Segundo o IBGE, os gastos que mais impactaram nas contas dos consumidores em maio vieram do grupo de alimentação e bebidas (1,37%, ante 0,97%), enquanto a menor variação ficou com os Transportes (-0,29%, ante 0,11%). Dos nove grupos, apenas três registram aceleração nos preços (alimentos e bebidas, habitação e despesas pessoais).

Individualmente, a maior alta veio da energia elétrica (2,77%), dentro do grupo habitação, que subiu de 0,93%, em abril, para 1,22% em maio.

Os alimentos com as maiores altas nos preços foram a cebola (100,45%), tomate (87,93) e cenoura (48,32%). Em direção oposta, o açúcar cristal e o frango tiveram recuo, respectivamente, de -0,69 e ,-042%, no ano.

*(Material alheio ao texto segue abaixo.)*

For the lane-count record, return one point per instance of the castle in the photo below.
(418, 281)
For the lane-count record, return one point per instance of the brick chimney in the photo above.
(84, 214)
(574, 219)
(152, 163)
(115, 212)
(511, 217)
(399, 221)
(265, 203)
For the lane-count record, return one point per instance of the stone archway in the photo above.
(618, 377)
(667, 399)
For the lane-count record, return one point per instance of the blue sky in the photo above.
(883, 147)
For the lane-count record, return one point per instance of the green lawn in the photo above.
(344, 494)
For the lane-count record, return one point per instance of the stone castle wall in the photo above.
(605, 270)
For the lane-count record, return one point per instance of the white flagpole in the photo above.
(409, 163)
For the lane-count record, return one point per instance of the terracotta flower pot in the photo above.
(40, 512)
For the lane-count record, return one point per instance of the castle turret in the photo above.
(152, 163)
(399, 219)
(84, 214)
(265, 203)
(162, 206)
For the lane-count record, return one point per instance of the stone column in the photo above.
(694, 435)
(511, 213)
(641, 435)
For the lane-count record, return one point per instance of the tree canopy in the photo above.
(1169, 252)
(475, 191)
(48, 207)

No grupo de despesas pessoais (variação de 0,74%), a principal pressão foi exercida pelo item recreação (1,77%) tendo em vista reajustes ocorridos, a partir de 18 de maio nos valores das apostas dos jogos, cuja alta foi a 12,76%.

Veja a variação dos grupos, de abril para maio:

Alimentos e bebidas: de 0,97%, em abril, para 1,37% em maio

Habitação: de 093%, em abril, para 1,22% em maio

Artigos de residência: de 0,66%, em abril, para 0,36% em maio

Vestuário: de 0,91%, em abril, para 0,61% em maio

Transportes: de 0,11%, em abril, para -0,29% em maio

Saúde e cuidados pessoais: de 1,32%, em abril, para 1,10% em maio

Despesas pessoais: de 0,51%, em abril, para 0,74% em maio

Educação: de 0,21%, em abril, para 0,06% em maio

Comunicação: de 0,31%, em abril, para 0,17% em maio

Em habitação (1,22%), além do item energia elétrica, também pressionaram a alta do grupo o gás de botijão (1,31%); taxa de água e esgoto (1,23%); condomínio (0,89%), aluguel residencial (0,66%) e artigos de limpeza (0,65%).

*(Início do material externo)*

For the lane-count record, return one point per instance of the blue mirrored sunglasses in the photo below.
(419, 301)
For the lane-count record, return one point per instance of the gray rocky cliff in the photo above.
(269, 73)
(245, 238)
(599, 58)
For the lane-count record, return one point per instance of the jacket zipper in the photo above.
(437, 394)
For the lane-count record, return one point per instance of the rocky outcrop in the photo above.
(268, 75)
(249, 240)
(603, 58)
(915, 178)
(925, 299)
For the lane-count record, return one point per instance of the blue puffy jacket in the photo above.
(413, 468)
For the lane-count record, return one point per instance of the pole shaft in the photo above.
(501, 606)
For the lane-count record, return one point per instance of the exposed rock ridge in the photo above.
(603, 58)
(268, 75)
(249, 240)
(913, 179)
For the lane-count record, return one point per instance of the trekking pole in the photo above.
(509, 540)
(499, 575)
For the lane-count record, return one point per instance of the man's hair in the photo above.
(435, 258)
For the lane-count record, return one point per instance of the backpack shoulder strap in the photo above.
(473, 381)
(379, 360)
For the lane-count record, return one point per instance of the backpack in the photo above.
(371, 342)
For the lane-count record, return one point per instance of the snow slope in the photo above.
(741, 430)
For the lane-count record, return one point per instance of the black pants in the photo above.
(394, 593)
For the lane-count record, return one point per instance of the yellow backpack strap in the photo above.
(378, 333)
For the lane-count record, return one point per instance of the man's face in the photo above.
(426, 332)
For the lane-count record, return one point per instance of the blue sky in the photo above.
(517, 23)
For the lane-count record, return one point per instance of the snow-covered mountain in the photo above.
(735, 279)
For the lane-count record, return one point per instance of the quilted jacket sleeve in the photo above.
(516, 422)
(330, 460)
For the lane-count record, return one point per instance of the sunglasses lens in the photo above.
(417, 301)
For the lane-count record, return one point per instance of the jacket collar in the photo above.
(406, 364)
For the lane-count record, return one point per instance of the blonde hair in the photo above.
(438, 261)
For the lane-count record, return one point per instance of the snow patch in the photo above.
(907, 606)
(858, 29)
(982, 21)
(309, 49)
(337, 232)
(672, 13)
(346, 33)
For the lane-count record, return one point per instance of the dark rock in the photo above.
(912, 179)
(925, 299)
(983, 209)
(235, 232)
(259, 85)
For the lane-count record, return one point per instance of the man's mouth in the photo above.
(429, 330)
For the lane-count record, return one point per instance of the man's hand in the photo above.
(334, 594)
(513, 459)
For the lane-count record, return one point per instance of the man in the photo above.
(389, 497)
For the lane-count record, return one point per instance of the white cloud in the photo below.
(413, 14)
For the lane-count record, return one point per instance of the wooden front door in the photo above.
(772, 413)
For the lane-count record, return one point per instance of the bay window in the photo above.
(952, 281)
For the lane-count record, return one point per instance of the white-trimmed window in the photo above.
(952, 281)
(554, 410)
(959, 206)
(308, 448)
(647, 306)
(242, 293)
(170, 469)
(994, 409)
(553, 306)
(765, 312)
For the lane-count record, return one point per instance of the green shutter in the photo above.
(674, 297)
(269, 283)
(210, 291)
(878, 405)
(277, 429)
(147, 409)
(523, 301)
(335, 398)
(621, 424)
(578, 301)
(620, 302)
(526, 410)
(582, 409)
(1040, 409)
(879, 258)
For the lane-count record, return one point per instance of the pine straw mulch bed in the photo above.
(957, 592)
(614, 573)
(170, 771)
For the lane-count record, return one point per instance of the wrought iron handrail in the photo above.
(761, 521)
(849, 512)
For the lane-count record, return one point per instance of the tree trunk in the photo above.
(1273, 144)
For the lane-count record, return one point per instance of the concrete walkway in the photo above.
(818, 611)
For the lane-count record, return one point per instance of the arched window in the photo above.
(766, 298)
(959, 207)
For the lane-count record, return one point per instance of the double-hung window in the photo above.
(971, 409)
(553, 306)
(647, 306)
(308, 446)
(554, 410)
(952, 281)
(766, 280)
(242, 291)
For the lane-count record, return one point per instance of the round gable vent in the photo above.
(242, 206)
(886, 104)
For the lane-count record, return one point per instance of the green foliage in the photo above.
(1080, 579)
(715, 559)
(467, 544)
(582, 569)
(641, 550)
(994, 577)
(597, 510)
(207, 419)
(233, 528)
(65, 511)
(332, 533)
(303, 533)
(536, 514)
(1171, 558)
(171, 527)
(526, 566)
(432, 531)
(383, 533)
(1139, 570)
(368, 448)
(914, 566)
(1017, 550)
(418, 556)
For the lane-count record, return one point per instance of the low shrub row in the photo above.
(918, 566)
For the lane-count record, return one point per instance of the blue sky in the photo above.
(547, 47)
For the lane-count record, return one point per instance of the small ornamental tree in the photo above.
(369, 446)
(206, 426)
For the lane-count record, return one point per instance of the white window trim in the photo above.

Na taxa de água e esgoto, o resultado de 1,23% foi influenciado pela região metropolitana de Belo Horizonte, onde o aumento de 8,06% reflete parte do reajuste de 15,03% vigente a partir do dia 13 de maio. Na região do Rio de Janeiro, com variação de 0,96%, o reajuste de 4,05% foi em 22 de maio.

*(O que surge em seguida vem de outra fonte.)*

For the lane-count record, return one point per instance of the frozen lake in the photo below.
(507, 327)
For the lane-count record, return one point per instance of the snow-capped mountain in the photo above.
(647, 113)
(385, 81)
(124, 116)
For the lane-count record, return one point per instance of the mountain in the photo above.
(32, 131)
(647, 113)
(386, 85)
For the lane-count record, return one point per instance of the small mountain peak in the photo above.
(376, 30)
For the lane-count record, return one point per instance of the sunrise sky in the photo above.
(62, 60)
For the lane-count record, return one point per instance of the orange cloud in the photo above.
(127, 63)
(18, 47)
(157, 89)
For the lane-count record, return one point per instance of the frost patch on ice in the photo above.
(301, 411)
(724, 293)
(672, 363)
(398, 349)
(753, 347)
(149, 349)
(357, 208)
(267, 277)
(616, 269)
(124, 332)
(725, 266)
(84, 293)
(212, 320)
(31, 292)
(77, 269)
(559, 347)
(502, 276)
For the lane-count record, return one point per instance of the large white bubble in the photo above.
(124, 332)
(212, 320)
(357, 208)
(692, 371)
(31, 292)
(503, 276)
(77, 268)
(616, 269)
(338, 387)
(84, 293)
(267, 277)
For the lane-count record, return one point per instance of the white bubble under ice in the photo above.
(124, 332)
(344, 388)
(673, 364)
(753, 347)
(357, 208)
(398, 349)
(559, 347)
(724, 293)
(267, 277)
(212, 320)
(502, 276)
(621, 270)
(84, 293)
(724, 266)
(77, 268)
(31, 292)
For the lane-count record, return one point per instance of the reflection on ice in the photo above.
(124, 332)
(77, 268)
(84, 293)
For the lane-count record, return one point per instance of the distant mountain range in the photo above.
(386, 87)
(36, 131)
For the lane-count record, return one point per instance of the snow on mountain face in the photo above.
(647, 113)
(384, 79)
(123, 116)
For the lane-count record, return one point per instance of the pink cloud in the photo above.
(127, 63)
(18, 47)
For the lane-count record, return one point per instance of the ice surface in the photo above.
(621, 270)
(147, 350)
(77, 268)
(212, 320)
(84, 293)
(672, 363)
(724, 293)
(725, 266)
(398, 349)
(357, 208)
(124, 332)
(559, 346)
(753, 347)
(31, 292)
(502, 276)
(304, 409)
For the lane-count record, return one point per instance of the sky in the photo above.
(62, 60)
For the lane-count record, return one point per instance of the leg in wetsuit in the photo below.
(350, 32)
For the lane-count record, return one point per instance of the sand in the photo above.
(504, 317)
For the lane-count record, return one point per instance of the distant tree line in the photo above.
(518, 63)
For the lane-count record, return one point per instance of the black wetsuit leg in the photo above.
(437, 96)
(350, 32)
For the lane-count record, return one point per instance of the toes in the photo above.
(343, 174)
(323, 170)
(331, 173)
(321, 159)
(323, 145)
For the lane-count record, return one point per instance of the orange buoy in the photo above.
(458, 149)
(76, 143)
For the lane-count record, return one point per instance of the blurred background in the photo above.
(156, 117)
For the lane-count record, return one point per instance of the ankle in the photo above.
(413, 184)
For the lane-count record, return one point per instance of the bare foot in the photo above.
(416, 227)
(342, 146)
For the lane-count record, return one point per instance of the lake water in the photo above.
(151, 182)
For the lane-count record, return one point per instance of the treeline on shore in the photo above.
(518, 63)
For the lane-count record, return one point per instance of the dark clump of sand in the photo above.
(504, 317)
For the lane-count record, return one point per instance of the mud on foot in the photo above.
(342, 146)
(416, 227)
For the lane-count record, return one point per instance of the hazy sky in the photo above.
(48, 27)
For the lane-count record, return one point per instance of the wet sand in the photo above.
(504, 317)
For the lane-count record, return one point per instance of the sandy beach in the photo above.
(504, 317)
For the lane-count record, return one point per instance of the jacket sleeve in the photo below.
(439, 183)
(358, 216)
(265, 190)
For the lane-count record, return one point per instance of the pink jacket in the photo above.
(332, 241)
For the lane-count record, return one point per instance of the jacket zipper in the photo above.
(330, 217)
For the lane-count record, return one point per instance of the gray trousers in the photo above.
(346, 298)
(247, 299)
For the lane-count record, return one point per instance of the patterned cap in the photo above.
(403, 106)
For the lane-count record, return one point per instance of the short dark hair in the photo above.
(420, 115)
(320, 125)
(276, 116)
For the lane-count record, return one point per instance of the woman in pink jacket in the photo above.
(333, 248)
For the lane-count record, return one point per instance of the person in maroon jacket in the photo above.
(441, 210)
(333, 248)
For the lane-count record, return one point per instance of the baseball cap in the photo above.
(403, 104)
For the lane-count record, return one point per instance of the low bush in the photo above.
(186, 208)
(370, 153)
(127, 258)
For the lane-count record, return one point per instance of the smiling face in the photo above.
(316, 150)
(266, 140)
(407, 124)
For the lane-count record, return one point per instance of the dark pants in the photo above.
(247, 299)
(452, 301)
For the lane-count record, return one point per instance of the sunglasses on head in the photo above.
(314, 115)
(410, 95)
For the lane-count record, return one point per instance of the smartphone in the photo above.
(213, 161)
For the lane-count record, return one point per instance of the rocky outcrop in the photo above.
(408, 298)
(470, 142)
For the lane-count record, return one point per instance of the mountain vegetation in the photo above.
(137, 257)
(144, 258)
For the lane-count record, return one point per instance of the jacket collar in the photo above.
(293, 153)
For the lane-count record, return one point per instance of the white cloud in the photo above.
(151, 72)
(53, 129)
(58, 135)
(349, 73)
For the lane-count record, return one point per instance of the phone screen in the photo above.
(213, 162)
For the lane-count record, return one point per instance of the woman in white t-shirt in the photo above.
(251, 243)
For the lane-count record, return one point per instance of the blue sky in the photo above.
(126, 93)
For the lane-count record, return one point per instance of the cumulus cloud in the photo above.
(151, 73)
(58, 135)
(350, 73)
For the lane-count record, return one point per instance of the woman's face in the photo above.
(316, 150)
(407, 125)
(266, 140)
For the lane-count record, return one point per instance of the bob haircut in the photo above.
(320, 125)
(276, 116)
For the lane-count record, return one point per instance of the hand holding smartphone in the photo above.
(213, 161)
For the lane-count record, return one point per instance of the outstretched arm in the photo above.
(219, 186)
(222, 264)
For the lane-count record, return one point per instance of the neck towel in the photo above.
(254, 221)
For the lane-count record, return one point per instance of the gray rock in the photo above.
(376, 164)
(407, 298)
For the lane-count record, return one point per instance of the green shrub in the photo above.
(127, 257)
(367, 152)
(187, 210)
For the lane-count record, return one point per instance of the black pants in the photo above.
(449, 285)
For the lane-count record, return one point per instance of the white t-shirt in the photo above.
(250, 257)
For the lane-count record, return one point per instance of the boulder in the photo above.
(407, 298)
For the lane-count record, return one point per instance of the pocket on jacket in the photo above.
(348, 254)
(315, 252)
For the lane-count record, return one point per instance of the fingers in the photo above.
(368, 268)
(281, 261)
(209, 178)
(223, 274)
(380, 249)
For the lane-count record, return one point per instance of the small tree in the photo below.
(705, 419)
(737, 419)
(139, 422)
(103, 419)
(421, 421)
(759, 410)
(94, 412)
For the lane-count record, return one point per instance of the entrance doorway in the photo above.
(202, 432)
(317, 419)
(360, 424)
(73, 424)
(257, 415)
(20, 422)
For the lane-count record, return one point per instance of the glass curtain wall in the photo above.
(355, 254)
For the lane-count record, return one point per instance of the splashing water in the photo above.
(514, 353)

Metodologia para cálculo do IPCA

Para cálculo do índice do mês foram comparados os preços coletados no período de 30 de abril a 27 de maio com os preços vigentes no período de 28 de março a 29 de abril de 2015 (base). O IPCA, calculado pelo IBGE desde 1980, se refere às famílias com rendimento monetário de 1 a 40 salários mínimos, qualquer que seja a fonte, e abrange dez regiões metropolitanas do País, além dos municípios de Goiânia, Campo Grande e de Brasília.